Dans les vignettes d'arrière plan on voit Hérode et Hérodiade attablés et Salomé leur apportant la tête du saint ; plus bas, Jean-Baptiste enchaîné dans sa prison.
Ci-dessous, une oeuvre de même inspiration à Sorbo en Casinca.
L'église de La Porta dédiée à Saint Jean-Baptiste possède un autre tableau de la décollation situé derrière le maître-autel.
Cette toile de belle composition offre une variante (moins ensanglantée) : le bourreau athlétique dépose le chef du saint sur un plat porté par un jeune page vêtu comme au 18e s.
Au premier plan, artistement disposés : le corps décapité, les mains liées encore visibles, l'épée du martyre, le bâton, la melote de poils et le manteau pourpre (pallium), attributs de Jean-Baptiste.

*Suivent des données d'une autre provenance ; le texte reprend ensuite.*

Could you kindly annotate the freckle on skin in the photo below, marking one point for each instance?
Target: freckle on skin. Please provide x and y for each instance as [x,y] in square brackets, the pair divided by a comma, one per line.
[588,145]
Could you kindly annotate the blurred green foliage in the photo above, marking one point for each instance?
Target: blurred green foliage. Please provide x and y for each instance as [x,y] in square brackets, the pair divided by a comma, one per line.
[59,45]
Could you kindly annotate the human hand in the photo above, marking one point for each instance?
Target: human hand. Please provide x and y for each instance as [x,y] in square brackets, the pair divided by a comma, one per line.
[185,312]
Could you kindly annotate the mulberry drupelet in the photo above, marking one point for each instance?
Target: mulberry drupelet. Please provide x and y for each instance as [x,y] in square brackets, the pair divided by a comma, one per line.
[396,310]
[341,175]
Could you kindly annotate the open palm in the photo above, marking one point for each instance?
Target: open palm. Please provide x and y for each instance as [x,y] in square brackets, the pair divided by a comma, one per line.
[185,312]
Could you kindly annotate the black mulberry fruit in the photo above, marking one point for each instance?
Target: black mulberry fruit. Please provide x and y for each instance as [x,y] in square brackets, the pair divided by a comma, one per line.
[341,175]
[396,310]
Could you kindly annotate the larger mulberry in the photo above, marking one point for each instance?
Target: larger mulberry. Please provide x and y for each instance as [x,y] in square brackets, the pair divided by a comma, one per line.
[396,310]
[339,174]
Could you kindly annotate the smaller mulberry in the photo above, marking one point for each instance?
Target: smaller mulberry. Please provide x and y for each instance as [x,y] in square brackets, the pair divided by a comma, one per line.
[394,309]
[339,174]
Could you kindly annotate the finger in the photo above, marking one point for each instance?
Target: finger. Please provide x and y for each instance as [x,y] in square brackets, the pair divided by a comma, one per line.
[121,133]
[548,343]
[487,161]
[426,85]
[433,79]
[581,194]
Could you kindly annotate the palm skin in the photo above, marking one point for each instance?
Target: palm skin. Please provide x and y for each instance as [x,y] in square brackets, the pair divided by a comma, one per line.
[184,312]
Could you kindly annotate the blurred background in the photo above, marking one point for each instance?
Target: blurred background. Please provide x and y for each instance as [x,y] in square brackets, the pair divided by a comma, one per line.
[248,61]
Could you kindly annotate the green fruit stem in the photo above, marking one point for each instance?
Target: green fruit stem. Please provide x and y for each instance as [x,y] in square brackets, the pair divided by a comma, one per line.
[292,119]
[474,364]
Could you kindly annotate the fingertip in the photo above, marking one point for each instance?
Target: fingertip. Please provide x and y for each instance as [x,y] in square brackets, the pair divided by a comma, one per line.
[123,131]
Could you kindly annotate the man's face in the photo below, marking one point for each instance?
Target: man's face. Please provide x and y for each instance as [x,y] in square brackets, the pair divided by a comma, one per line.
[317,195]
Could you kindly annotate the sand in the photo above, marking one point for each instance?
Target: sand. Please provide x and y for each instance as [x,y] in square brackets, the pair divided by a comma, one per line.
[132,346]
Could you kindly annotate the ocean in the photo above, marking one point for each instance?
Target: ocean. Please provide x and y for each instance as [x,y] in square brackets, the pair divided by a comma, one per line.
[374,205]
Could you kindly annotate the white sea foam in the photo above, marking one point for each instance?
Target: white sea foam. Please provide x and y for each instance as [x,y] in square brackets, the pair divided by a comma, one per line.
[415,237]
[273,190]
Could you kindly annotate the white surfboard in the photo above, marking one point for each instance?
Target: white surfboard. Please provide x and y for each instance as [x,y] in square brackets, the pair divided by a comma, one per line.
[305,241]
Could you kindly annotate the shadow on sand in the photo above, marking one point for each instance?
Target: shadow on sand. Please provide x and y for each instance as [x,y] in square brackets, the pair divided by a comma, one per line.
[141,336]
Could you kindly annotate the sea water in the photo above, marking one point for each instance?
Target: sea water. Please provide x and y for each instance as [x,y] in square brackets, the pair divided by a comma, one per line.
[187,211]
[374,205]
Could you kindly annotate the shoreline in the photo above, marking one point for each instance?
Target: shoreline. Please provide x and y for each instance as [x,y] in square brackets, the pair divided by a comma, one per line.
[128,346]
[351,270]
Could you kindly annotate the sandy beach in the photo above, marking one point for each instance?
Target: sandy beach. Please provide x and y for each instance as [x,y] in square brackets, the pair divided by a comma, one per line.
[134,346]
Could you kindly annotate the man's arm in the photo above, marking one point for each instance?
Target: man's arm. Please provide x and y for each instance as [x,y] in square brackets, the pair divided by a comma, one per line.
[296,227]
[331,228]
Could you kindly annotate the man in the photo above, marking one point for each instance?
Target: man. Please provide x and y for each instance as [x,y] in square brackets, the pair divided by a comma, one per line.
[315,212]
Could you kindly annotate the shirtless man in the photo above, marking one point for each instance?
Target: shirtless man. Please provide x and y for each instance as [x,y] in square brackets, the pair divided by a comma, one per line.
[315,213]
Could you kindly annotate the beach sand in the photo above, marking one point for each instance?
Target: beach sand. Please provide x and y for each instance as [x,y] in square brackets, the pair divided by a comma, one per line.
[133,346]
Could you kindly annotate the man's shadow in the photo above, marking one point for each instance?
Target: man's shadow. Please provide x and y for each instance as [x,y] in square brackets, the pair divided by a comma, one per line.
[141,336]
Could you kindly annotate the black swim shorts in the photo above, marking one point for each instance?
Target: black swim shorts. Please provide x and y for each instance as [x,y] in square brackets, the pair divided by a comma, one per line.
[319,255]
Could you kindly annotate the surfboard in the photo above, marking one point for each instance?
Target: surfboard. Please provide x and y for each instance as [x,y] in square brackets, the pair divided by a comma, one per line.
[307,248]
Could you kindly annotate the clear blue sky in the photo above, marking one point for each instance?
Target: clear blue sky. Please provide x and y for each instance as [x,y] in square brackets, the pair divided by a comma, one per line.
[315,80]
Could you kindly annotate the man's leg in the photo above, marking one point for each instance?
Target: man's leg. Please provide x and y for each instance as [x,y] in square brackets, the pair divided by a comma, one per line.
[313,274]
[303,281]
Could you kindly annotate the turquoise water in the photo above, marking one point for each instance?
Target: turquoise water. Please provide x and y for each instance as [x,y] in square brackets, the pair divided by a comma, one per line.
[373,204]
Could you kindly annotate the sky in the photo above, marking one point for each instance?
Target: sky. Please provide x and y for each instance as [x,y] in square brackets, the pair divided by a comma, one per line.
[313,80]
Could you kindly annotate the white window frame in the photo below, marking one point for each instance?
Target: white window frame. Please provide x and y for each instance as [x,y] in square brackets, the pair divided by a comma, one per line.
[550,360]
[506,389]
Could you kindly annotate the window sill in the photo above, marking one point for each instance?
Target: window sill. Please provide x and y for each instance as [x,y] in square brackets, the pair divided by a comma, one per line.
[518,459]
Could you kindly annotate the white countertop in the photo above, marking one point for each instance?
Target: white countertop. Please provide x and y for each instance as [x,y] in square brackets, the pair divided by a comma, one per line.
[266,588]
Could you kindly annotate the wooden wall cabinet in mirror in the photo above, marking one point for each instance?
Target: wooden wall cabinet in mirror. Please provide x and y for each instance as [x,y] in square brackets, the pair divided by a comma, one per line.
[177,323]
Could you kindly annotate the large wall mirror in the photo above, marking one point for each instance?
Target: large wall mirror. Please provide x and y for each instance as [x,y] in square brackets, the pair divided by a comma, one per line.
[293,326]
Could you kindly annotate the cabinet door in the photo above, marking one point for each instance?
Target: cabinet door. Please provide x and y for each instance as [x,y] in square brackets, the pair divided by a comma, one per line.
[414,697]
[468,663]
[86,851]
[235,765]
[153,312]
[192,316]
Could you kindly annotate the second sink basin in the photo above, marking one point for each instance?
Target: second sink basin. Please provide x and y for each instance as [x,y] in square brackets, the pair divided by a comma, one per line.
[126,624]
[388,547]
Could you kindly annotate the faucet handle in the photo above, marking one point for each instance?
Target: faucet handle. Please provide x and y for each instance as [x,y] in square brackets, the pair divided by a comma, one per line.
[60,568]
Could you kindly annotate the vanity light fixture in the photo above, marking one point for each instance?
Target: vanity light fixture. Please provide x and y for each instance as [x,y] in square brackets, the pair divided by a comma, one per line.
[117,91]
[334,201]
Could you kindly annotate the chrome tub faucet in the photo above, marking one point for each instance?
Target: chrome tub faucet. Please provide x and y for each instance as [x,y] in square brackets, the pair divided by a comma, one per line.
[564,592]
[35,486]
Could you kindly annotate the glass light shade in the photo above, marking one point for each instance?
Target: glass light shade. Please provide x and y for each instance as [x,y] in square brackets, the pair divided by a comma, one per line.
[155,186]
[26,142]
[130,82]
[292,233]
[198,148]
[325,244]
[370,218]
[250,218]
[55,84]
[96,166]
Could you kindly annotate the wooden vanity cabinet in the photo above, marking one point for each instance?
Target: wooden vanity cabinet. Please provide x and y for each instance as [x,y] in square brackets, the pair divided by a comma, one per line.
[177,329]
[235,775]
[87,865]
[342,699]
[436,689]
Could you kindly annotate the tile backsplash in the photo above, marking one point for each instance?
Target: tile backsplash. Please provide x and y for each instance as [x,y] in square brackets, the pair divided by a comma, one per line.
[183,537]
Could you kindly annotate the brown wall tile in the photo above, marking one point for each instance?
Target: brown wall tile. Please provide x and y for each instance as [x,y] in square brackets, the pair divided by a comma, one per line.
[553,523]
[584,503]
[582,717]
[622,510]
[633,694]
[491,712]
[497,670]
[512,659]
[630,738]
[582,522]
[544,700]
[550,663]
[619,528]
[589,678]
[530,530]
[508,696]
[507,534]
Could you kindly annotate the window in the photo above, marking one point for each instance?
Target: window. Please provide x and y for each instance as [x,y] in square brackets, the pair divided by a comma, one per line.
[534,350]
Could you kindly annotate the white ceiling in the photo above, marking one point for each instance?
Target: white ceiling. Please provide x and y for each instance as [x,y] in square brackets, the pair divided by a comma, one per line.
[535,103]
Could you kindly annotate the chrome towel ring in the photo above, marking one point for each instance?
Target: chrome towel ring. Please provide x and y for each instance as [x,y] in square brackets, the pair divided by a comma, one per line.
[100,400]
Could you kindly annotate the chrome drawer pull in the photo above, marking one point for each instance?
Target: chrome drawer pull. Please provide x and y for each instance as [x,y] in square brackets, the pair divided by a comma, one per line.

A gauche, Salomé, élégamment vêtue, pousse la grille du cachot pour prendre livraison du macabre trophée.
Voici les oeuvres de 4 peintres actifs en Corse qui ont choisi cette vision de la décollation.
Salomé, femme fatale ou manipulée ?
Richement vêtue et si belle qu'elle trouble Hérode, Salomé, dans nombre d'oeuvres, détourne le regard de la tête tranchée de Jean-Baptiste.
Le bourreau
Pour l'iconographie du maure on se reportera à ME Nigaglioni, Image du Maure dans la peinture corse du XVIIIè.
Sur l'image du bourreau figuré en Maure, voir l'étude de M.-E. Nigaglioni, Image du Maure dans la peinture corse du XVIIIè.
Le corps sans tête au sol, qui dégoutte de sang. Les artistes ne reculent pas devant le réalisme sanglant de la scène pour en montrer l'horreur.
Autre support : la superbe porte de l'église baroque de Piazzole d'Orezza datée de 1774.
Par souci d'inventaire...
Autres décapitations dans l'Histoire sainte
Ce martyre est plutôt répandu comme dans ce tableau dont on ne parvient pas à définir le sujet :
Judith et Holopherne
L'Ancien Testament raconte l'histoire de la ville de Béthulie, ville juive de Judée (Massalah ?) assiégée par Holopherne, général assyrien aux ordres de Nabuchodonosor (vers 600 av.JC).
Déterminée à sauver sa ville, la belle Judith, jeune et riche veuve, s'introduit nuitamment avec sa servante dans le camp d'Holopherne qui, séduit par la grande beauté de la jeune femme, se laisse approcher.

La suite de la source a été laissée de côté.